If you wish to select all table columns which are available - pass "*", just like with SQL.

>>> result = table.select("*").execute()

Selecting Computed Columns¶

You can select new computed columns using expressions:

>>> result = table.select(
        "id",
        total=Column("price") * Column("quantity"),
    ).execute()

The computed columns are named using keyword arguments, where the key is the column name and the value is the expression. Expression can be of any type, which can be assigned to the column. You can do math operations with the column, or perform more complex aggregations, which you can read about below.

You need to use Column class to utilise it in computations or aggregations

Using Aggregations¶

Rayforce-Py provides a number of aggregations you may use when querying computed columns

Operation	Description
`sum()`	Calculates the sum of the selected column
`mean()`/ `avg()`	Calculates the average value of the selected column
`median()`	Calculates the median value of the selected column
`min()`	Calculates the min value of the selected column
`max()`	Calculates the max value of the selected column
`count()`	Calculates the count of the entries for selected column
`first()`	Retrieves the first value for selected column
`last()`	Retrieves the last value for selected column
`distinct()`	Gets the distinct value of the column

For Example:¶

>>> scores = Table({
        "student_id": Vector([1, 2, 3, 4, 5, 6, 7, 8, 9, 10], ray_type=I64),
        "score": Vector([85, 92, 78, 96, 88, 91, 83, 95, 87, 90], ray_type=I64),
        "subject": Vector(
            ["Math", "Math", "Science", "Science", "Math",
            "Science", "Math", "Science", "Math", "Chemistry"],
            ray_type=Symbol,
        ),
    })

>>> stats = scores.select(
        total_students=Column("student_id").count(),      # Count: number of records
        sum_scores=Column("score").sum(),                 # Sum: total of all scores
        avg_score=Column("score").mean(),                 # Mean: average score
        median_score=Column("score").median(),            # Median: middle value
        min_score=Column("score").min(),                  # Min: lowest score
        max_score=Column("score").max(),                  # Max: highest score
        first_student=Column("student_id").first(),       # First: first student ID
        last_subject=Column("subject").last()             # Last: last subject
    ).execute()
┌────────────────┬────────────┬───────────┬──────────────┬───────────┬───────────┬───────────────┬──────────────┐
│ total_students │ sum_scores │ avg_score │ median_score │ min_score │ max_score │ first_student │ last_subject │
├────────────────┼────────────┼───────────┼──────────────┼───────────┼───────────┼───────────────┼──────────────┤
│ 10             │ 885        │ 88.50     │ 89.00        │ 78        │ 96        │ 1             │ Chemistry    │
├────────────────┴────────────┴───────────┴──────────────┴───────────┴───────────┴───────────────┴──────────────┤
│ 1 rows (1 shown) 8 columns (8 shown)                                                                          │
└───────────────────────────────────────────────────────────────────────────────────────────────────────────────┘

>>> unique_subjects = scores.select(
        subject=Column("subject").distinct()              # Distinct: unique values
    ).execute()
┌──────────────────────────────────────┐
│ subject                              │
├──────────────────────────────────────┤
│ Math                                 │
│ Science                              │
│ Chemistry                            │
├──────────────────────────────────────┤
│ 3 rows (3 shown) 1 columns (1 shown) │
└──────────────────────────────────────┘

Using Filters¶

Filters are quite powerful in Rayforce-Py. You can implement them using .where() statement addressing the previous .select()

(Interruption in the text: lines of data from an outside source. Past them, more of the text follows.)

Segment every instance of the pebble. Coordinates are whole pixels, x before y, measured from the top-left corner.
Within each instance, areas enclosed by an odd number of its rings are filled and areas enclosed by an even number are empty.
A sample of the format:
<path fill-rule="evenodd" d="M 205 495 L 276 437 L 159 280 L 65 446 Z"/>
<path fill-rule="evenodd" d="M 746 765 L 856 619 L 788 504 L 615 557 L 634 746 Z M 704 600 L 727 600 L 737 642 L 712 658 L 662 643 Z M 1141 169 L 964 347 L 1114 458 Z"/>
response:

>>> result = table.select("id", "name", "age").where(Column("age") >= 35).execute()

Library supports all standard comparison operators:

== - Equal to
!= - Not equal to
> - Greater than
>= - Greater than or equal to
< - Less than
<= - Less than or equal to

IN Operator¶

Check if a value is in a list:

>>> result = table.where(Column("dept").isin(["eng", "marketing"])).execute()

Just as with computed columns, where statements have to be an expression, addressing a specific computed or uncomputed column.

More complex example

>>> result = table.select("id", "name", "age").where(
        (Column("age") >= 20) & Column("department").isin("IT", "HR", "Marketing")
    ).execute()

Filtered Aggregations¶

You can apply filters to aggregations using the where() method on columns:

>>> result = (
        table
        .select(
            total=Column("amount").sum(),
            active_total=Column("amount").where(Column("status") == "active").sum(),
            count=Column("amount").count(),
        )
        .by("category")
        .execute()
    )

This computes the total for all rows, but only sums active rows for active_total.